Abstracts

Antiepileptic drugs use after responsive neurostimulation therapy

Abstract number : 138
Submission category : 7. Antiepileptic Drugs / 7C. Cohort Studies
Year : 2020
Submission ID : 2422486
Source : www.aesnet.org
Presentation date : 12/5/2020 9:07:12 AM
Published date : Nov 21, 2020, 02:24 AM

Authors :
Valerie Jeanneret, Emory University School of Medicine; Rebecca Fasano - Emory University School of Medicine; Katie Bullinger - Emory University; Abdulrahman Alwaki - Emory University; Daniel Winkel - Emory University; Brian Cabaniss - Emory University; J


Rationale:
Reduction of antiepileptic drugs (AEDs) postoperatively is a measure of success in epilepsy surgery. Responsive neurostimulation (RNS) is proven to safely reduce seizure burden in some patients with medically refractory focal epilepsy who are not candidates for destructive surgery. Its effect on the use of AEDs postoperatively has not been previously investigated. In this study, we aimed to determine if there is a reduction in the cumulative AEDs burden after RNS implantation and evaluate the association with seizure outcomes.
Method:
We performed a retrospective review of patients who underwent RNS placement between November 2004 and April 2019 at our center and had consistent neurostimulation therapy for >1 year. We analyzed the median percentage reduction in disabling clinical seizures (i.e. focal unaware or convulsive) and the responder rate (>50% reduction in disabling seizures), and their association with changes in the number of AEDs postoperatively.
Results:
Thirty-nine patients (64% female) were included in our study.
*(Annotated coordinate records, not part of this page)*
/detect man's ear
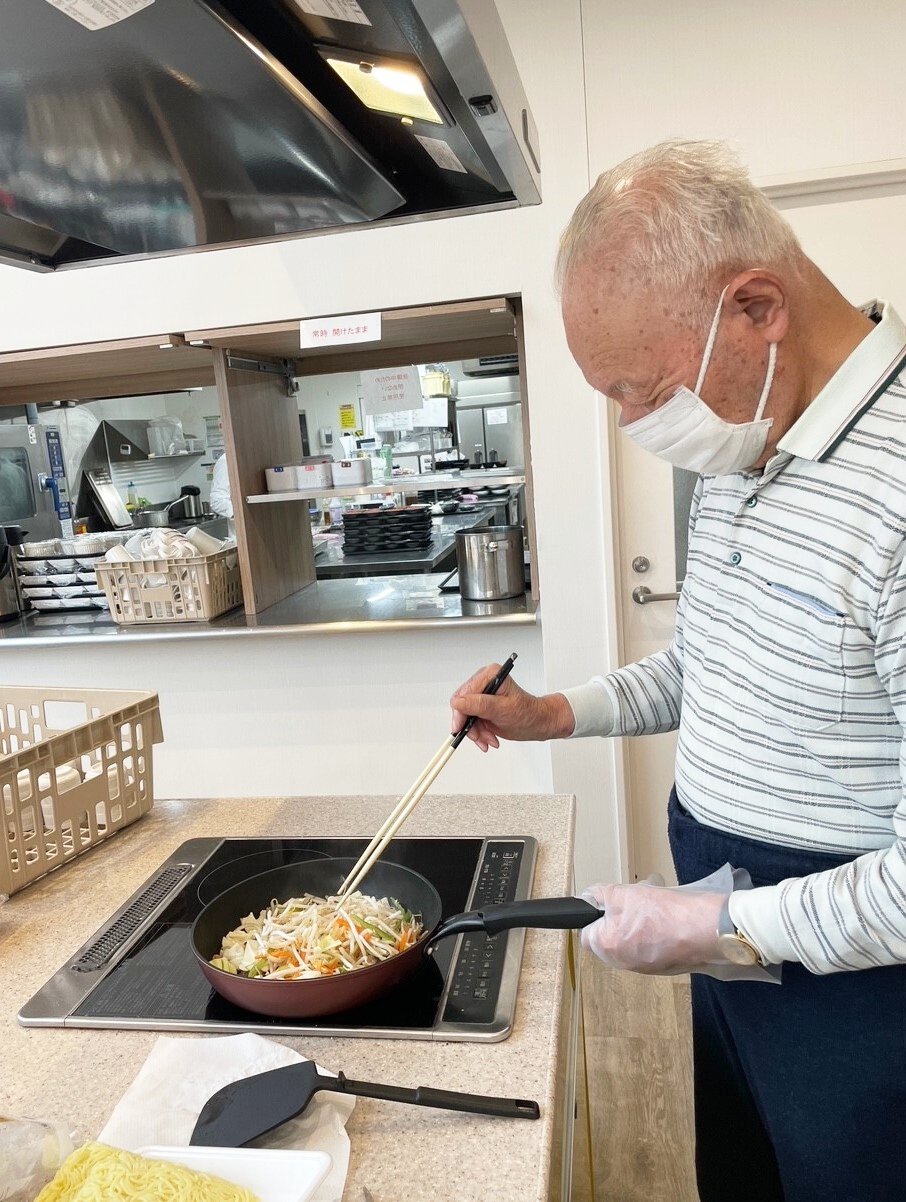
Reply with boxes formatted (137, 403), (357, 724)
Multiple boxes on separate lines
(723, 268), (789, 343)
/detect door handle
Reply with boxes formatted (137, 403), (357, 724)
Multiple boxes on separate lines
(632, 584), (680, 605)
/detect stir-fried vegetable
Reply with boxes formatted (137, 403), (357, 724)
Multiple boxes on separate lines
(210, 893), (423, 981)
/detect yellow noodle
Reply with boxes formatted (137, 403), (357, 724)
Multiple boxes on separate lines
(35, 1143), (258, 1202)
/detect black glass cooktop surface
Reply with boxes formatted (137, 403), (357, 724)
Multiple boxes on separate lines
(19, 837), (536, 1041)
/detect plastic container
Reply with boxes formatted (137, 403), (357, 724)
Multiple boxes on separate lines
(139, 1146), (333, 1202)
(95, 547), (243, 626)
(330, 459), (371, 488)
(264, 456), (332, 493)
(0, 688), (163, 893)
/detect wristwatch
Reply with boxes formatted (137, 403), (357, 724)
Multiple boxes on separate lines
(717, 898), (767, 968)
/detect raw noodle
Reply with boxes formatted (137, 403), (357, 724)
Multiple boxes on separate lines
(35, 1143), (258, 1202)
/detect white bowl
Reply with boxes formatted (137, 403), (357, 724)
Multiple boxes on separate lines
(138, 1146), (333, 1202)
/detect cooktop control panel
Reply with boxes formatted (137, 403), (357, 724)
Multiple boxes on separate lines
(443, 841), (525, 1023)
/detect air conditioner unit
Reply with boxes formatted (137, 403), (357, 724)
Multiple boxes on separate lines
(463, 355), (519, 376)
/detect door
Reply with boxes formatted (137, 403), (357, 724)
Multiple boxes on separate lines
(609, 182), (906, 880)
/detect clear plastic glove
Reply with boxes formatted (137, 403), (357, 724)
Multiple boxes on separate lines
(582, 864), (780, 983)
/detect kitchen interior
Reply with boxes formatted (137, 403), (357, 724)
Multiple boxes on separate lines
(0, 298), (538, 641)
(0, 0), (904, 1202)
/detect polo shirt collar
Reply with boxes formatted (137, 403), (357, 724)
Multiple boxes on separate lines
(777, 301), (906, 460)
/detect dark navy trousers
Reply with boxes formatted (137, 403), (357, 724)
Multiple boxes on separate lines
(669, 791), (906, 1202)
Their median age at the time of implantation was 34 years. They suffered from refractory epilepsy for approximately 15 years with a median pre-implantation seizure frequency of 4.5 per month. 38/39 of these patients had reliable preoperatively AEDs data with a median AEDs burden of 3. 21/39 (54%) were non lesional and 31/38 (82%) had prior invasive investigation. VNS implantation was performed in 11/39 (28%) and resective surgery in 9/39 (23%) of them. 31/39 (79%) had at least one mesial temporal lead implanted. The median duration of RNS therapy was 39 months. 33/39 patients had reliable seizure counts postoperatively with a median post-implantation seizure frequency of 1.5 seizures per month. The median seizure frequency reduction was -75% and the responder rate was 73%. 7/33 (21%) of patients reported being free of disabling seizures, and 15% (5/33) were totally seizure free (including no auras or subclinical electrographic seizures). The median AEDs number post-implantation was 3. Compared to pre-implantation, 24/38 (63%) of the patients had no changes in the total number of AEDs, 4/38 (11%) had a lower number and 10/38 (26%) had a higher number of AEDs. For the patients with reliable pre- and post-implantation AEDs and seizure data, there was no statistically significant association between the seizure outcome and change in the number of AEDs. Even in the seizure-free group, only 1 patient underwent a reduction in the number of AEDs.
Conclusion:
In keeping with the literature, our study confirms the utility of RNS for patients with refractory focal epilepsy who failed or are not good candidates for resective or ablative surgery. Yet, this is not accompanied by a significant reduction in the number of post-implantation AEDs, regardless of favorable response to neurostimulation, even in patients who become seizure free. This practice data may be explained by the longstanding intractability of the implanted cases and reflects the prevailing view of neurostimulation amongst physicians as a palliative rather than curative treatment of refractory epilepsy.